La culture artistique est un autre critère souvent sous-estimé. Les jurys cherchent des candidats capables de parler de références visuelles, de citer des artistes, d’analyser une image. Ce n’est pas une question de vernis intellectuel, mais de curiosité réelle pour le champ visuel au sens large.
Prérequis selon les cursus
Certaines écoles acceptent directement après un bac général ou un bac STD2A. D’autres demandent une année de prépa en design ou en arts appliqués. Voici les configurations les plus fréquentes :
- Entrée directe avec un bac STD2A ou un bac général, sous réserve de réussir un concours ou un entretien avec portfolio
- Entrée après une année de prépa design (mise à niveau en arts appliqués, ou MANAA dans certains établissements)
- Entrée sur dossier artistique et lettre de motivation, parfois complétée par un test de dessin sur place
Un bac non artistique ne ferme pas la porte, mais il impose souvent une année supplémentaire pour acquérir les fondamentaux techniques.
Choisir une formation reconnue : les critères qui comptent vraiment
Le paysage des écoles d’art privées en France est dense, et tous les diplômes ne se valent pas. Depuis la loi anti-fraudes du 25 juin 2026, les organismes qui financent la formation professionnelle (les Opco) renforcent leurs contrôles sur la qualité pédagogique et l’adéquation financière des formations. Concrètement, les écoles peu solides risquent de perdre l’accès à certains financements, ce qui pénalise directement les étudiants qui comptaient sur l’alternance ou une prise en charge.
Avant de vous inscrire, vérifiez ces points :
- La formation délivre-t-elle un titre inscrit au RNCP (Répertoire National des Certifications Professionnelles) ? Un titre RNCP de niveau 6 correspond à un bac+3/4 et atteste d’une reconnaissance officielle
- L’école propose-t-elle des projets encadrés par des professionnels en activité dans le jeu vidéo, l’animation ou l’édition ?
- Les anciens étudiants travaillent-ils réellement dans le secteur visé ? Consultez les portfolios de promotion et les parcours d’anciens élèves pour vérifier les débouchés concrets
- Le campus dispose-t-il d’équipements adaptés (tablettes graphiques, logiciels professionnels, accès à des licences de peinture numérique) ?
Un titre RNCP reste le meilleur repère objectif pour distinguer une formation sérieuse d’un cursus sans valeur sur le marché du travail.

Portfolio et premiers projets : construire sa crédibilité dès la formation
Que vous visiez l’illustration éditoriale ou le concept art pour le jeu vidéo, votre portfolio sera votre vrai CV. Les recruteurs et les directeurs artistiques passent rarement plus de quelques minutes sur un book. La sélection est rapide et brutale.

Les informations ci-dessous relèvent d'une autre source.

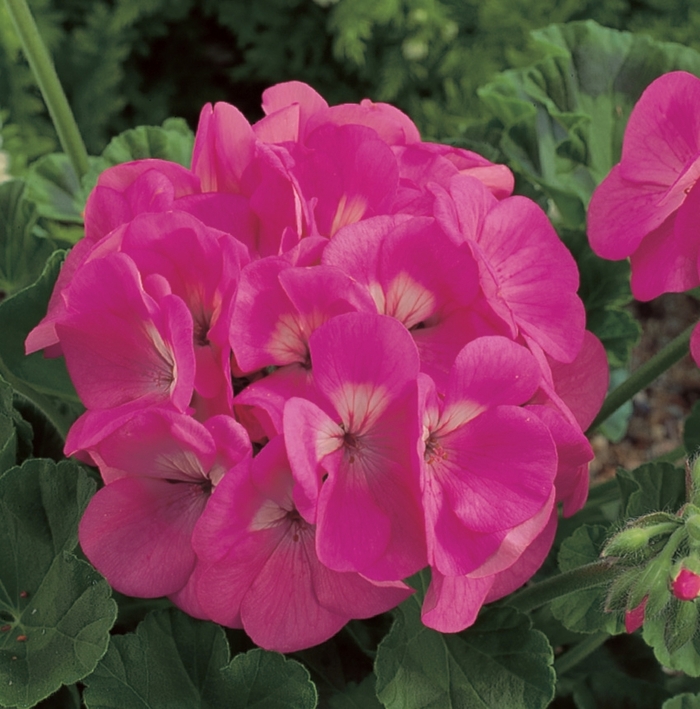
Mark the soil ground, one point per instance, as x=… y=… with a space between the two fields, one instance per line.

Ce que les studios et éditeurs regardent en premier
Pour le concept art, ils veulent voir de la variété : personnages dans plusieurs styles, environnements avec des ambiances distinctes, accessoires et props. La capacité à travailler vite, à produire des itérations et à répondre à un brief précis compte autant que la qualité graphique pure.
Pour l’illustration, c’est la cohérence de style et la narration visuelle qui priment. Une image doit raconter quelque chose. Le sens de la composition, le choix des couleurs, la lisibilité de la scène sont scrutés avec attention.

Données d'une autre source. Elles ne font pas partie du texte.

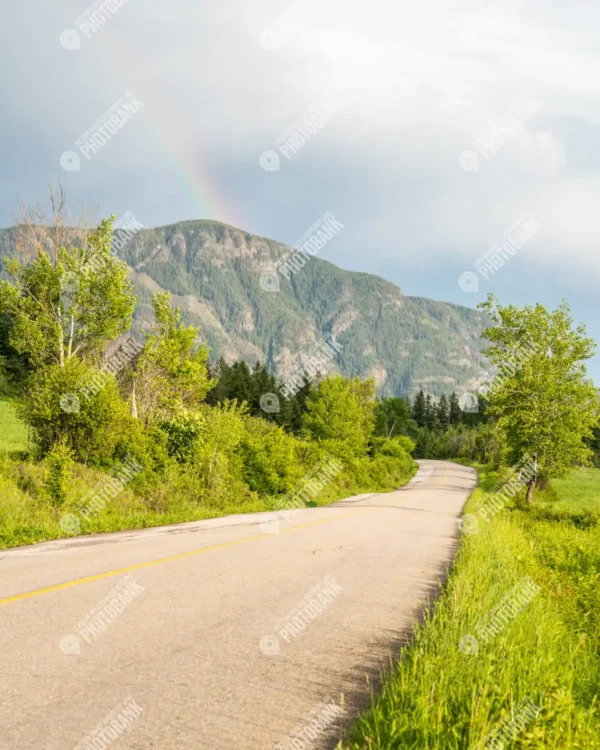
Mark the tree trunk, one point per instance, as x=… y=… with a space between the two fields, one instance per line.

Commencer avant la fin du cursus
Les projets personnels publiés en ligne pèsent autant qu’un diplôme. Poster régulièrement sur des plateformes spécialisées, participer à des challenges de dessin, répondre à des appels à projets associatifs ou indépendants : ces démarches construisent un réseau et une visibilité que le diplôme seul ne garantit pas.
Le choix entre illustration et concept art n’est pas définitif. Beaucoup de professionnels passent d’un domaine à l’autre au fil de leur carrière, parce que les compétences fondamentales sont les mêmes. Une formation solide en dessin académique, perspective et couleur ouvre les deux voies, à condition de produire régulièrement et de montrer ce travail dès les premières années d’études.